LLM blocks then reference roles by name:

scaicore
classify = @flexible {
    model = "fast"
    goal = "Classify the customer's intent."
    output: Classification
}

respond = @guarded {
    model = "primary"
    goal = "Generate the response."
    guard: confidence > 0.7
    validate: result.citations.length > 0
}

IR shape#

The IR codegen emits one IRModelDecl per role on IRModule.models:

python
{
  "role": "primary",
  "provider": "scaigrid",          # IR field is `provider`, schema's is `ref`
  "model": "openai/gpt-4o",
  "modalities": ["text", "structured_output"],
  "temperature": 0.5,
  "system_context": "...",         # optional
  "fallback": [{ "provider": "openai", "model": "gpt-3.5-turbo" }]  # optional
}

See SCAICORE-COMPILER-IR.md §8.2 for the canonical IRModelDecl shape.

Patterns#

One small model for triage, one big model for the reasoning#

jsonc

"models": [
  { "role": "primary", "ref": "scaigrid", "model": "openai/gpt-4o" },
  { "role": "fast", "ref": "scaigrid", "model": "openai/gpt-4o-mini" }
]

Use fast on the intent-classification node (Flexible Prompt with llm_role: "fast"), use primary on the response-generation node.

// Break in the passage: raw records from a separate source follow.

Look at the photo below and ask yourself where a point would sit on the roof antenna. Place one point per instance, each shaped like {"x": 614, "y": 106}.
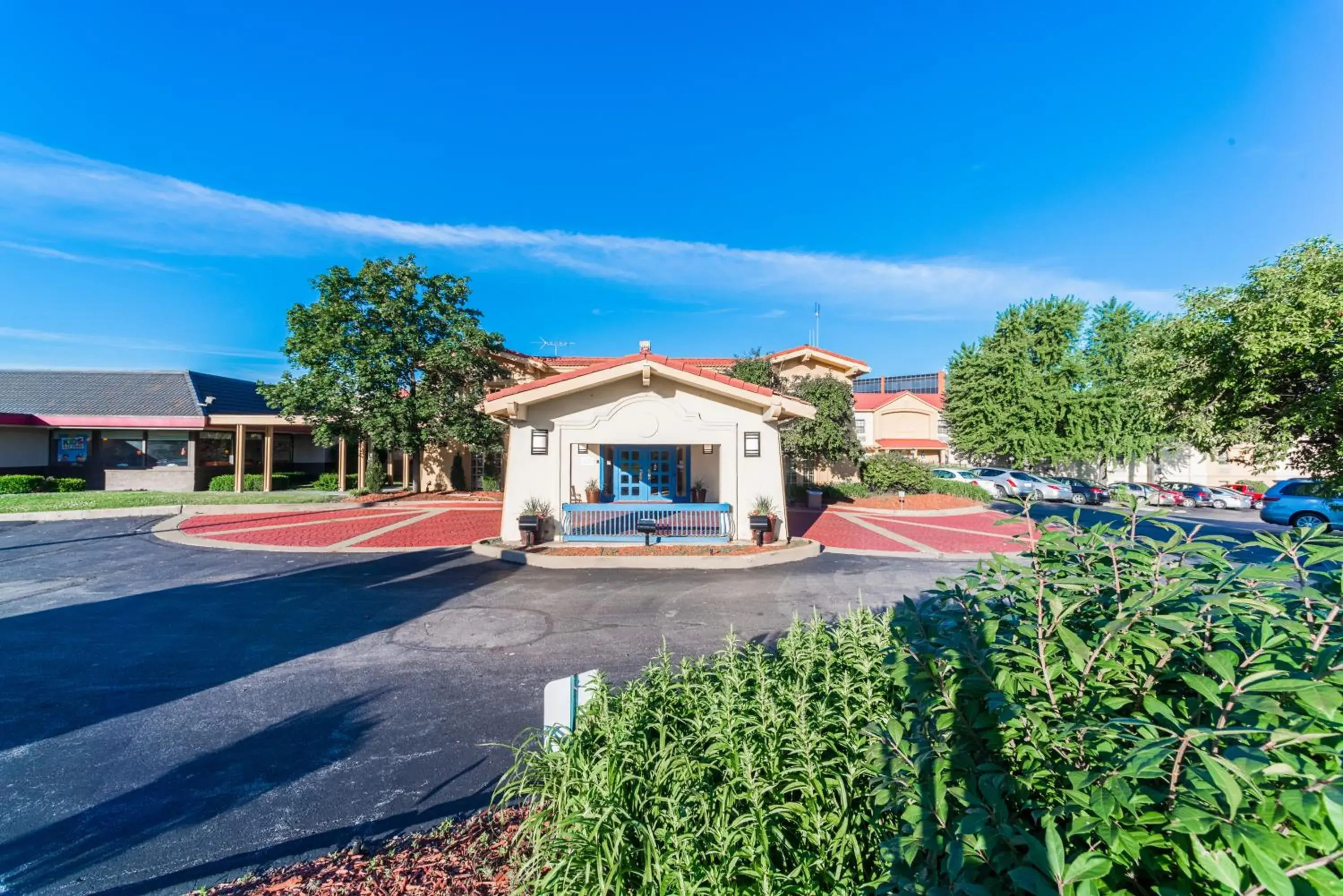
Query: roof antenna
{"x": 543, "y": 343}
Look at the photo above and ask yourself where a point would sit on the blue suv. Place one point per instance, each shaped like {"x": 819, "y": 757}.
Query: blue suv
{"x": 1302, "y": 503}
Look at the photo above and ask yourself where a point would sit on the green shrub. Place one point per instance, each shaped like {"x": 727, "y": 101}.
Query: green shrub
{"x": 375, "y": 478}
{"x": 22, "y": 484}
{"x": 252, "y": 483}
{"x": 739, "y": 773}
{"x": 898, "y": 474}
{"x": 331, "y": 483}
{"x": 1135, "y": 715}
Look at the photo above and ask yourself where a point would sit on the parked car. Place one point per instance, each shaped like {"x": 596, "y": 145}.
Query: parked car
{"x": 1302, "y": 503}
{"x": 1084, "y": 491}
{"x": 1227, "y": 499}
{"x": 1020, "y": 484}
{"x": 1256, "y": 498}
{"x": 963, "y": 476}
{"x": 1193, "y": 494}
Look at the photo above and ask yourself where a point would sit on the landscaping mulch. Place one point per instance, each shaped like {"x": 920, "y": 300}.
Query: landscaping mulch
{"x": 469, "y": 859}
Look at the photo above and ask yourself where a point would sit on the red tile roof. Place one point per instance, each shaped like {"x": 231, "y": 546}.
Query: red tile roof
{"x": 621, "y": 362}
{"x": 872, "y": 401}
{"x": 822, "y": 351}
{"x": 907, "y": 444}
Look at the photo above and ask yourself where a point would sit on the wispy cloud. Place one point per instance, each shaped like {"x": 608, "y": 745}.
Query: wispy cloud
{"x": 133, "y": 344}
{"x": 46, "y": 252}
{"x": 61, "y": 195}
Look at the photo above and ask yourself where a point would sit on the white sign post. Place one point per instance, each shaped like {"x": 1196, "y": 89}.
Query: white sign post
{"x": 563, "y": 699}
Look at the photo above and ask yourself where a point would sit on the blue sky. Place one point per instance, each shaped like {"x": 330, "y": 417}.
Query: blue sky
{"x": 172, "y": 175}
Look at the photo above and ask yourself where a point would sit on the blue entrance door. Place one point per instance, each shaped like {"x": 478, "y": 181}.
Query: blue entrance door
{"x": 644, "y": 474}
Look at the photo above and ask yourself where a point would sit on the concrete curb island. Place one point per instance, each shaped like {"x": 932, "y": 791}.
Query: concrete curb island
{"x": 798, "y": 550}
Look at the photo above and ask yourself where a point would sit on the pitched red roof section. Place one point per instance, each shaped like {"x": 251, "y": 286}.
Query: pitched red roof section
{"x": 630, "y": 359}
{"x": 872, "y": 401}
{"x": 908, "y": 444}
{"x": 814, "y": 348}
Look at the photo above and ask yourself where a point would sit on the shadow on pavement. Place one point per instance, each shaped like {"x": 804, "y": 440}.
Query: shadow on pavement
{"x": 187, "y": 796}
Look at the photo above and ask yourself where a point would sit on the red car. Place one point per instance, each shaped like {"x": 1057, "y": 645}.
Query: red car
{"x": 1256, "y": 498}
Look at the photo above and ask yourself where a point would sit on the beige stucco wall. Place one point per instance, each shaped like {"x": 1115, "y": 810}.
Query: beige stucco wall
{"x": 23, "y": 446}
{"x": 628, "y": 413}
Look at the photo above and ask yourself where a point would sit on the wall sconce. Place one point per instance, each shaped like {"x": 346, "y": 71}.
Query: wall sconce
{"x": 540, "y": 442}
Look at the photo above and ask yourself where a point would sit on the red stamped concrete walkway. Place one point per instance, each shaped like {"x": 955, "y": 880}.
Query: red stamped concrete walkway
{"x": 382, "y": 529}
{"x": 444, "y": 525}
{"x": 942, "y": 535}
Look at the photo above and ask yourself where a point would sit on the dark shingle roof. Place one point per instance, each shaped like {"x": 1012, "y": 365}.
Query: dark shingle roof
{"x": 98, "y": 393}
{"x": 125, "y": 394}
{"x": 231, "y": 395}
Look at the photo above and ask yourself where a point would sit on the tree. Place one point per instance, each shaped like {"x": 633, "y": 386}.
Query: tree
{"x": 755, "y": 368}
{"x": 830, "y": 437}
{"x": 1009, "y": 397}
{"x": 393, "y": 355}
{"x": 1262, "y": 363}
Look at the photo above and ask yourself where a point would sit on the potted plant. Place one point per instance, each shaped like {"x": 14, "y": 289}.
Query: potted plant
{"x": 532, "y": 522}
{"x": 765, "y": 510}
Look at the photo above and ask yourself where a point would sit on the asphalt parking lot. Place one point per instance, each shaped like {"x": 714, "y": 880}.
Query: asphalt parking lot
{"x": 174, "y": 717}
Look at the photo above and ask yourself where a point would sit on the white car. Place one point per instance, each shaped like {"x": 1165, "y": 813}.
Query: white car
{"x": 1233, "y": 500}
{"x": 963, "y": 476}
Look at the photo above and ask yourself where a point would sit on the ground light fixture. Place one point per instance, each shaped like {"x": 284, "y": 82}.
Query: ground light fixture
{"x": 646, "y": 527}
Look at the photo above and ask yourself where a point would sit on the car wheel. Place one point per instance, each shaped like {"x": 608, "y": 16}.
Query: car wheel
{"x": 1310, "y": 522}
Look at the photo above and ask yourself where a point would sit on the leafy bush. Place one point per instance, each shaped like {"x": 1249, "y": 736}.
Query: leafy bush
{"x": 739, "y": 773}
{"x": 1125, "y": 715}
{"x": 375, "y": 478}
{"x": 252, "y": 483}
{"x": 331, "y": 483}
{"x": 22, "y": 484}
{"x": 896, "y": 474}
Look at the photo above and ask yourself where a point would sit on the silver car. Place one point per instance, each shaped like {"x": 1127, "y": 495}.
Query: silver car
{"x": 963, "y": 476}
{"x": 1018, "y": 484}
{"x": 1229, "y": 499}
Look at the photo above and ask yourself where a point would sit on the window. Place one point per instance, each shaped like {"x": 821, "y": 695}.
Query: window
{"x": 124, "y": 449}
{"x": 215, "y": 449}
{"x": 70, "y": 449}
{"x": 167, "y": 448}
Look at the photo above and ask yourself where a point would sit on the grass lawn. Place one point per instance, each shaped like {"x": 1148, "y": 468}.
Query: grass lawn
{"x": 97, "y": 500}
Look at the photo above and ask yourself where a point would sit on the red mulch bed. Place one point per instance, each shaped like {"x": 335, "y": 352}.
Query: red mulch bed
{"x": 912, "y": 502}
{"x": 657, "y": 550}
{"x": 468, "y": 859}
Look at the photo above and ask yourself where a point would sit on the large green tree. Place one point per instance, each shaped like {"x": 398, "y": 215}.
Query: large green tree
{"x": 1262, "y": 363}
{"x": 830, "y": 437}
{"x": 390, "y": 354}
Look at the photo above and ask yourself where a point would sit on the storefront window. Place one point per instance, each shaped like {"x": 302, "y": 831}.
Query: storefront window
{"x": 72, "y": 449}
{"x": 167, "y": 448}
{"x": 123, "y": 449}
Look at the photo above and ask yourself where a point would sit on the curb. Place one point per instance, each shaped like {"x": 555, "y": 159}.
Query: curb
{"x": 801, "y": 550}
{"x": 164, "y": 510}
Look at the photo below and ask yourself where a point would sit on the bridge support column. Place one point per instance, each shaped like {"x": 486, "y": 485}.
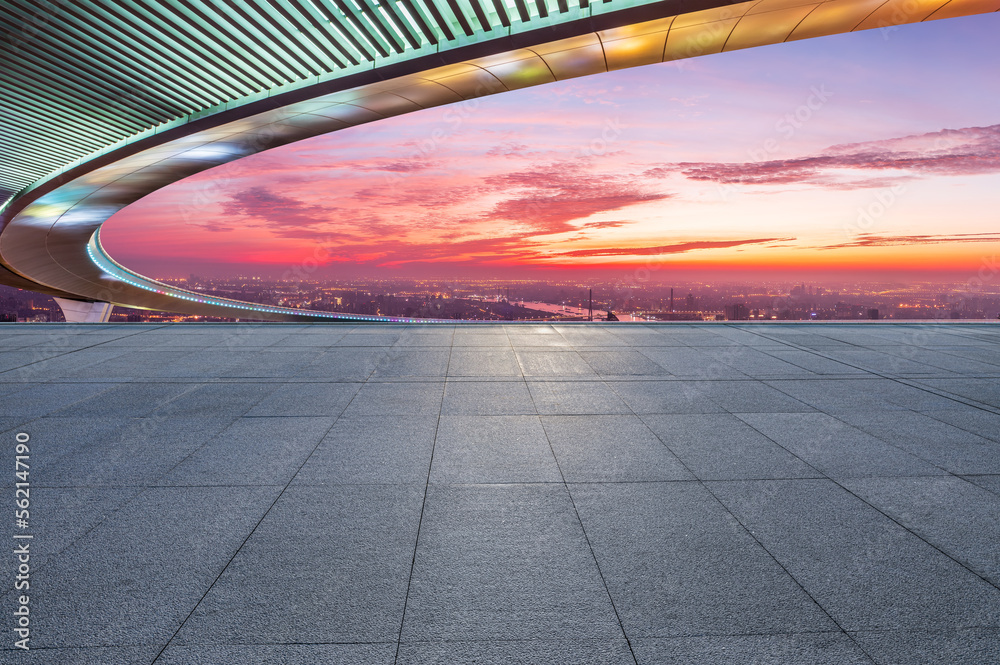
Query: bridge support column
{"x": 77, "y": 311}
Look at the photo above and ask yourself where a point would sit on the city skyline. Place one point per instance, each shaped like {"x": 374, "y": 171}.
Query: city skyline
{"x": 798, "y": 162}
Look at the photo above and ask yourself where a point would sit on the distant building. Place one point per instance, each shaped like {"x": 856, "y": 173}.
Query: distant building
{"x": 737, "y": 312}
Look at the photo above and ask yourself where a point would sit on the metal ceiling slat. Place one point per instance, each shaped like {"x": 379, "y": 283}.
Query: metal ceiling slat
{"x": 318, "y": 21}
{"x": 484, "y": 21}
{"x": 303, "y": 29}
{"x": 344, "y": 27}
{"x": 167, "y": 13}
{"x": 378, "y": 23}
{"x": 423, "y": 23}
{"x": 97, "y": 101}
{"x": 268, "y": 71}
{"x": 522, "y": 11}
{"x": 113, "y": 54}
{"x": 386, "y": 7}
{"x": 240, "y": 24}
{"x": 52, "y": 150}
{"x": 55, "y": 123}
{"x": 97, "y": 61}
{"x": 355, "y": 21}
{"x": 46, "y": 164}
{"x": 267, "y": 40}
{"x": 59, "y": 113}
{"x": 462, "y": 20}
{"x": 442, "y": 24}
{"x": 169, "y": 43}
{"x": 86, "y": 77}
{"x": 156, "y": 59}
{"x": 501, "y": 13}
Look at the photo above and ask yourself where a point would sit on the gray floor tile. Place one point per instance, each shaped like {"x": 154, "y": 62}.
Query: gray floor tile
{"x": 677, "y": 564}
{"x": 979, "y": 422}
{"x": 946, "y": 446}
{"x": 280, "y": 654}
{"x": 373, "y": 450}
{"x": 492, "y": 449}
{"x": 487, "y": 398}
{"x": 664, "y": 397}
{"x": 575, "y": 398}
{"x": 555, "y": 362}
{"x": 750, "y": 397}
{"x": 616, "y": 361}
{"x": 722, "y": 447}
{"x": 505, "y": 571}
{"x": 345, "y": 364}
{"x": 990, "y": 482}
{"x": 252, "y": 451}
{"x": 42, "y": 399}
{"x": 853, "y": 395}
{"x": 397, "y": 399}
{"x": 334, "y": 559}
{"x": 411, "y": 361}
{"x": 835, "y": 448}
{"x": 128, "y": 400}
{"x": 610, "y": 449}
{"x": 103, "y": 655}
{"x": 217, "y": 399}
{"x": 517, "y": 652}
{"x": 134, "y": 578}
{"x": 484, "y": 361}
{"x": 800, "y": 649}
{"x": 505, "y": 562}
{"x": 307, "y": 399}
{"x": 932, "y": 647}
{"x": 866, "y": 571}
{"x": 958, "y": 517}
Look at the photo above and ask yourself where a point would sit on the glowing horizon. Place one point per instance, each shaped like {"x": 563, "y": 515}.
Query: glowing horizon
{"x": 797, "y": 160}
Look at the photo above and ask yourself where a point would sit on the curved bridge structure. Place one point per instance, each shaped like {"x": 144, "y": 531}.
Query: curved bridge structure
{"x": 104, "y": 103}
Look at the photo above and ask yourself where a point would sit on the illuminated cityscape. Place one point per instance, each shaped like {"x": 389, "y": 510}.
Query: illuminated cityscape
{"x": 524, "y": 300}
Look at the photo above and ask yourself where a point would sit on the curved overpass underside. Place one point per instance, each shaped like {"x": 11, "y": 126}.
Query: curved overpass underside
{"x": 201, "y": 84}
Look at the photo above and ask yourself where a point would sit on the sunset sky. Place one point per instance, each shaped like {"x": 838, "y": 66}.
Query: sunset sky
{"x": 873, "y": 154}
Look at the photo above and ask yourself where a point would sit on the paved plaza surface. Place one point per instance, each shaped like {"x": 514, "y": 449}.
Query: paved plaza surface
{"x": 505, "y": 493}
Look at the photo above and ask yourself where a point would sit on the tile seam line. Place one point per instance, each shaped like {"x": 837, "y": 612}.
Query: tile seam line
{"x": 245, "y": 540}
{"x": 82, "y": 348}
{"x": 884, "y": 514}
{"x": 423, "y": 506}
{"x": 888, "y": 377}
{"x": 143, "y": 489}
{"x": 583, "y": 529}
{"x": 787, "y": 572}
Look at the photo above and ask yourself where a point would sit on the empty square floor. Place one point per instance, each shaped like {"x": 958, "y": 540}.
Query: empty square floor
{"x": 504, "y": 493}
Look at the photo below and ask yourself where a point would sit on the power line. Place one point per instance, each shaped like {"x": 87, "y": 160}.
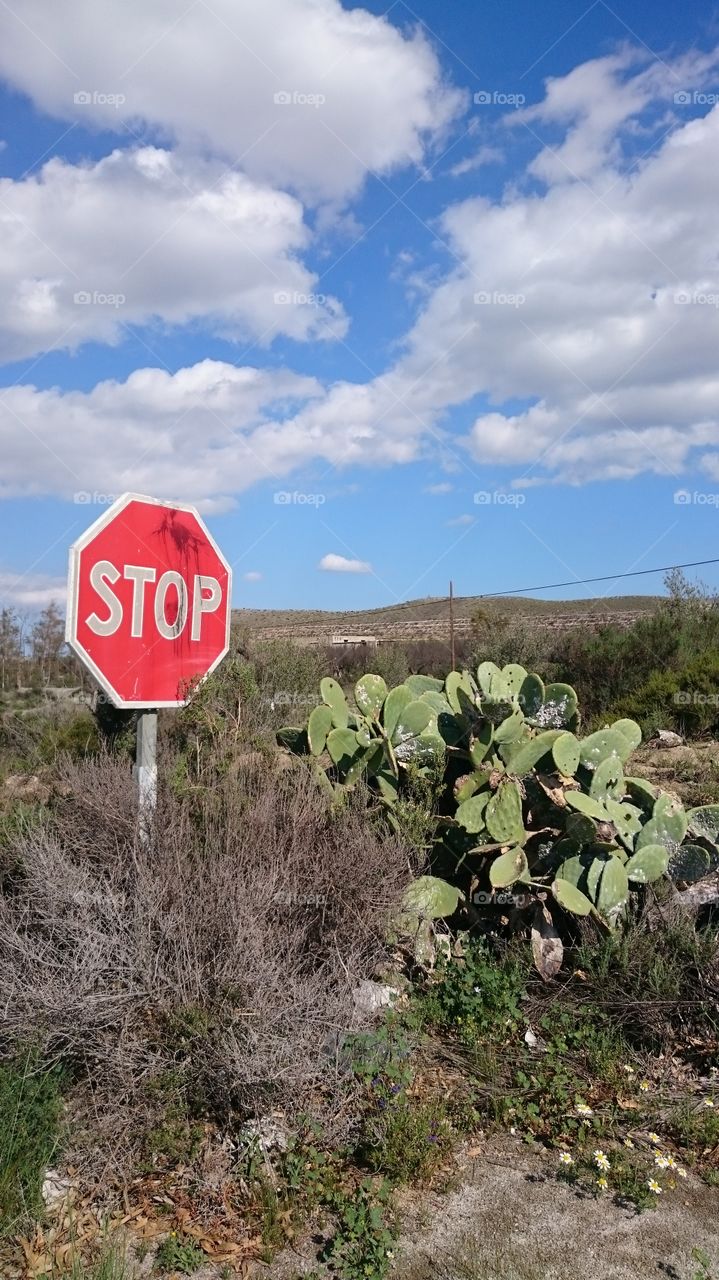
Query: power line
{"x": 607, "y": 577}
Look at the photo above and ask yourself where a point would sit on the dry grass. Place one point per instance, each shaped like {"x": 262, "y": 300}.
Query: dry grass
{"x": 220, "y": 956}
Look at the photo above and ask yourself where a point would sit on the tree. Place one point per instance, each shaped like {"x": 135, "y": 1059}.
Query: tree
{"x": 47, "y": 643}
{"x": 10, "y": 647}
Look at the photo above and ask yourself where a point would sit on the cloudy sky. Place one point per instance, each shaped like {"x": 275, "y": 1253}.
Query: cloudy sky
{"x": 394, "y": 295}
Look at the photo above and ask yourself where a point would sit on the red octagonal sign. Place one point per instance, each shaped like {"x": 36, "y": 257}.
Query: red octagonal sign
{"x": 149, "y": 602}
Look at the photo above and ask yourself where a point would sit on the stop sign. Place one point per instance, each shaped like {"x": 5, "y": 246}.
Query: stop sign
{"x": 149, "y": 602}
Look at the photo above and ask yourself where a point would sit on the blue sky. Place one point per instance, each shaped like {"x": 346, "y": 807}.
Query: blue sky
{"x": 394, "y": 295}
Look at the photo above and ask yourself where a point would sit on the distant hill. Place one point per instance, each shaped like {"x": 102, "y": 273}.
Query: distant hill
{"x": 430, "y": 616}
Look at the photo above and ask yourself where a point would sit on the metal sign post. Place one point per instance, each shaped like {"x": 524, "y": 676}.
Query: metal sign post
{"x": 149, "y": 615}
{"x": 146, "y": 771}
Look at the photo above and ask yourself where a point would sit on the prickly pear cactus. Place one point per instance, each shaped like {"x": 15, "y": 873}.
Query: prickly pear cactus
{"x": 523, "y": 798}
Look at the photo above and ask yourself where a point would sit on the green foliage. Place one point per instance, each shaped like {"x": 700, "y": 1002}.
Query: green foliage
{"x": 683, "y": 700}
{"x": 362, "y": 1243}
{"x": 403, "y": 1137}
{"x": 177, "y": 1253}
{"x": 513, "y": 796}
{"x": 31, "y": 1109}
{"x": 110, "y": 1264}
{"x": 695, "y": 1128}
{"x": 474, "y": 995}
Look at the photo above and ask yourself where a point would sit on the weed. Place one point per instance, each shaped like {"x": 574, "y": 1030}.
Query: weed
{"x": 384, "y": 1054}
{"x": 704, "y": 1267}
{"x": 110, "y": 1265}
{"x": 695, "y": 1129}
{"x": 31, "y": 1107}
{"x": 362, "y": 1242}
{"x": 404, "y": 1138}
{"x": 475, "y": 996}
{"x": 178, "y": 1255}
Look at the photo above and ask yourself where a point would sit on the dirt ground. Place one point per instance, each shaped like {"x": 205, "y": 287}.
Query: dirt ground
{"x": 511, "y": 1219}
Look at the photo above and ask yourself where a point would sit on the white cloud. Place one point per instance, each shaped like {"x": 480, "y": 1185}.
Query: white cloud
{"x": 484, "y": 155}
{"x": 147, "y": 236}
{"x": 594, "y": 346}
{"x": 363, "y": 95}
{"x": 594, "y": 304}
{"x": 340, "y": 565}
{"x": 206, "y": 433}
{"x": 31, "y": 590}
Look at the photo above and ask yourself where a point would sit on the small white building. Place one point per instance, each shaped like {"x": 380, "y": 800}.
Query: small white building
{"x": 370, "y": 641}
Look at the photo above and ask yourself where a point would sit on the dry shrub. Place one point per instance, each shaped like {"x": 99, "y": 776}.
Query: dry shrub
{"x": 224, "y": 951}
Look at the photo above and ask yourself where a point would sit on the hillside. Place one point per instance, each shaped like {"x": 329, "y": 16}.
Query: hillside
{"x": 429, "y": 616}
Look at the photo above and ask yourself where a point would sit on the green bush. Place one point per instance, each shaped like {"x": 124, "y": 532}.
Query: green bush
{"x": 31, "y": 1109}
{"x": 685, "y": 700}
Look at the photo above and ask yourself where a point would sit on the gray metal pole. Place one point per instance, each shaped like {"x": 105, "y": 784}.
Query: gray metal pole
{"x": 146, "y": 769}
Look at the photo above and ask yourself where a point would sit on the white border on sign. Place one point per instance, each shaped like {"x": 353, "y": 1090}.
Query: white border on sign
{"x": 73, "y": 595}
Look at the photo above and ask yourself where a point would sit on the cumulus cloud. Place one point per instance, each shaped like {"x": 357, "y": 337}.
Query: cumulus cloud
{"x": 333, "y": 563}
{"x": 146, "y": 236}
{"x": 584, "y": 319}
{"x": 206, "y": 432}
{"x": 596, "y": 305}
{"x": 302, "y": 94}
{"x": 31, "y": 590}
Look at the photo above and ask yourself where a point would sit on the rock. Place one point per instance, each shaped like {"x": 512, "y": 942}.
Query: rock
{"x": 371, "y": 996}
{"x": 27, "y": 786}
{"x": 55, "y": 1188}
{"x": 269, "y": 1133}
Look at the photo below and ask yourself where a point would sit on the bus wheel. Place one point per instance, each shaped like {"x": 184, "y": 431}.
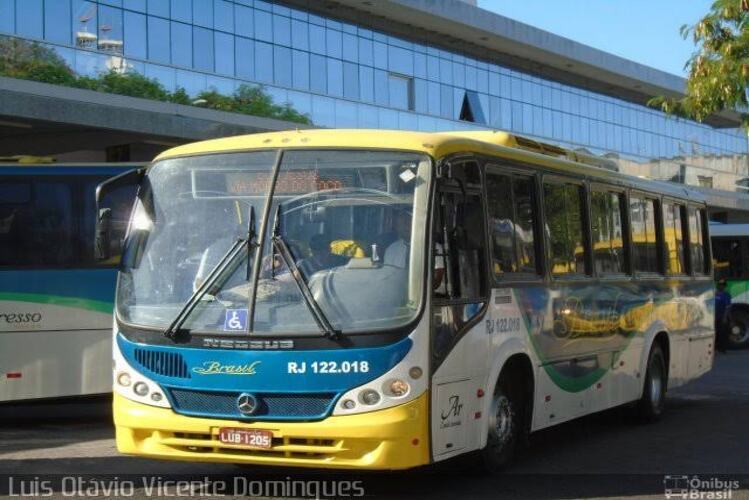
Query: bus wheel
{"x": 650, "y": 406}
{"x": 738, "y": 329}
{"x": 505, "y": 427}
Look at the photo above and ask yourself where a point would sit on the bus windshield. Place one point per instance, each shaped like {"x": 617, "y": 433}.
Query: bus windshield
{"x": 352, "y": 223}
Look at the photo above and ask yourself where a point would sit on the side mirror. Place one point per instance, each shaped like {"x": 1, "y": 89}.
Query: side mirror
{"x": 133, "y": 251}
{"x": 109, "y": 223}
{"x": 103, "y": 240}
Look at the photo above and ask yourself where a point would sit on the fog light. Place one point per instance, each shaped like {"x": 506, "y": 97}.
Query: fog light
{"x": 123, "y": 379}
{"x": 141, "y": 389}
{"x": 370, "y": 397}
{"x": 398, "y": 388}
{"x": 348, "y": 404}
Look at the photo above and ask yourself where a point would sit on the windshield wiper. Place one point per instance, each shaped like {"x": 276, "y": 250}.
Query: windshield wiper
{"x": 249, "y": 242}
{"x": 280, "y": 246}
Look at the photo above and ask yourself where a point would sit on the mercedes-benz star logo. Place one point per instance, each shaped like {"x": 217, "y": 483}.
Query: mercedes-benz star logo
{"x": 246, "y": 404}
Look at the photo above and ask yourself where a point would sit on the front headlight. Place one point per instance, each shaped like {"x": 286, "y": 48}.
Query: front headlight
{"x": 397, "y": 388}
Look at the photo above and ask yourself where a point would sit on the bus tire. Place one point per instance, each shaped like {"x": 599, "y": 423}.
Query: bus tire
{"x": 738, "y": 329}
{"x": 506, "y": 426}
{"x": 651, "y": 404}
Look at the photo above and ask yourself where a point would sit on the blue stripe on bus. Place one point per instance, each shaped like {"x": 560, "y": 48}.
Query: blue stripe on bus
{"x": 90, "y": 284}
{"x": 325, "y": 371}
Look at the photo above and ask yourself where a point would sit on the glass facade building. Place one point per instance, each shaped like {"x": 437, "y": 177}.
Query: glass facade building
{"x": 344, "y": 75}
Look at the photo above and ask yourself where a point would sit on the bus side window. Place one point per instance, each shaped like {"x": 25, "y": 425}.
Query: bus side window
{"x": 644, "y": 235}
{"x": 728, "y": 256}
{"x": 459, "y": 235}
{"x": 696, "y": 241}
{"x": 673, "y": 234}
{"x": 606, "y": 220}
{"x": 563, "y": 205}
{"x": 38, "y": 221}
{"x": 512, "y": 219}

The fast role doesn't need a separate provider — just declare it in the registry once.

Embeddings + chat in one flow#

jsonc

"models": [
  { "role": "primary", "ref": "scaigrid", "model": "openai/gpt-4o",
    "modalities": ["text"] },
  { "role": "embedder", "ref": "scaigrid", "model": "scai-embed-1",
    "modalities": ["embedding"] }
]

The embedder role is for future @model_call blocks (non-text modality calls). LLM nodes (@flexible/@guarded) only support text/structured-output modalities today; pick a role whose modality list includes those.

Critic role for self-review#

jsonc

"models": [
  { "role": "primary", "ref": "scaigrid", "model": "openai/gpt-4o" },
  { "role": "critic", "ref": "scaigrid", "model": "openai/gpt-4o",
    "temperature": 0.2 }
]

Same model, different temperature. The critic role goes on the validate/review step; the primary handles the main reasoning.